I give her a dirty look. “Tell me.”

“No.” Kimberley shrugs then grabs part of the blanket and burrows in to the chair next to mine. “You just continue to wallow in your little pity party by yourself.”

She amazes me with her perceptiveness and I lash out. “It’s Christmas, tomorrow, Kimberley. Give me a fucking break.
Please.”

“We all
know
it’s Christmas tomorrow. That’s why I’m taking care of everything and making it a Christmas you’ll never forget.” She flashes me one of her do-not-fuck-with-my-plans looks.

“Now, I’m really afraid to even ask who you were talking to and what you’re planning,” I say with agitation. She just laughs, her wicked I’ll-never-tell laugh, the laugh that has had the uncanny ability to set me on edge, since our college days. With Kimberley,
anything
is possible. “I don’t want a big party.”

“No big party. Just the inner circle.”

“Fine. Like I have a choice.”

“Being in bed. In the dark. With the covers pulled over your head all day is
not
an option.”

“We … talked about this. The margarita plan. Hanging out. The inner circle. I thought I got to do what I wanted on Christmas Day.” I almost laugh, my whining is so pronounced. Staying in bed all day on Christmas is the exact scenario I had planned. I’ve arranged for Lianne to take care of Reid and planned to shut myself out from the world.

“No.”

My plans evaporate just like that at the unwavering look on her face. I try another tactic. “Who was on the phone?”

“A new client. Jake Winston.” She leans back in the chair, sighs, and closes her eyes.

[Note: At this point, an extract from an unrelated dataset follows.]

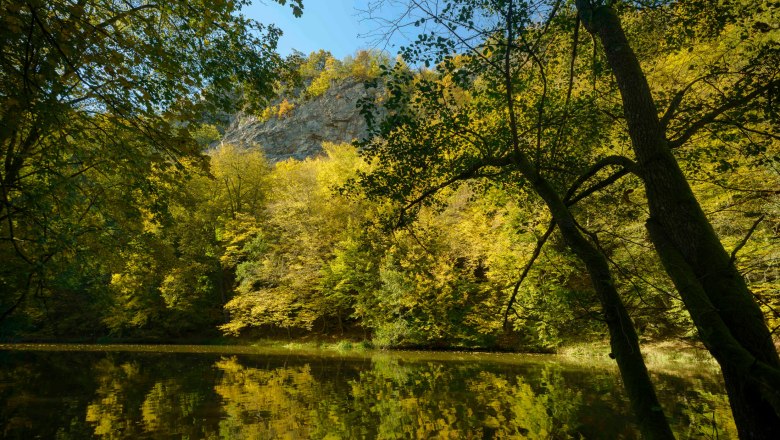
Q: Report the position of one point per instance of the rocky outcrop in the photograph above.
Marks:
(300, 132)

My body contracts deeper into my own chair. I don’t want to have a conversation about Jake Winston. I don’t want to know why he has become her PR client. I study the Atlantic and count the wave cycles. One. Two. Three. Four.

Kimberley sighs again and leans over in my general direction. “He cancelled his wedding.” She hands me the invitation and the subsequent note announcing its cancellation and waits for my reaction.

I manage to hold it together.

“Evan was supposed to be his best man.” My deadpan tone gives absolutely nothing away about how I really feel about this announcement but I’m reeling inside. How is it possible that I’d forgotten Jake was getting married? Evan had been talking about being in Jake’s wedding for weeks. We were all getting ready to fly to Austin. How is it possible I forgot this? How much of me am I really missing? “I forgot he was getting married Saturday,” I finally say.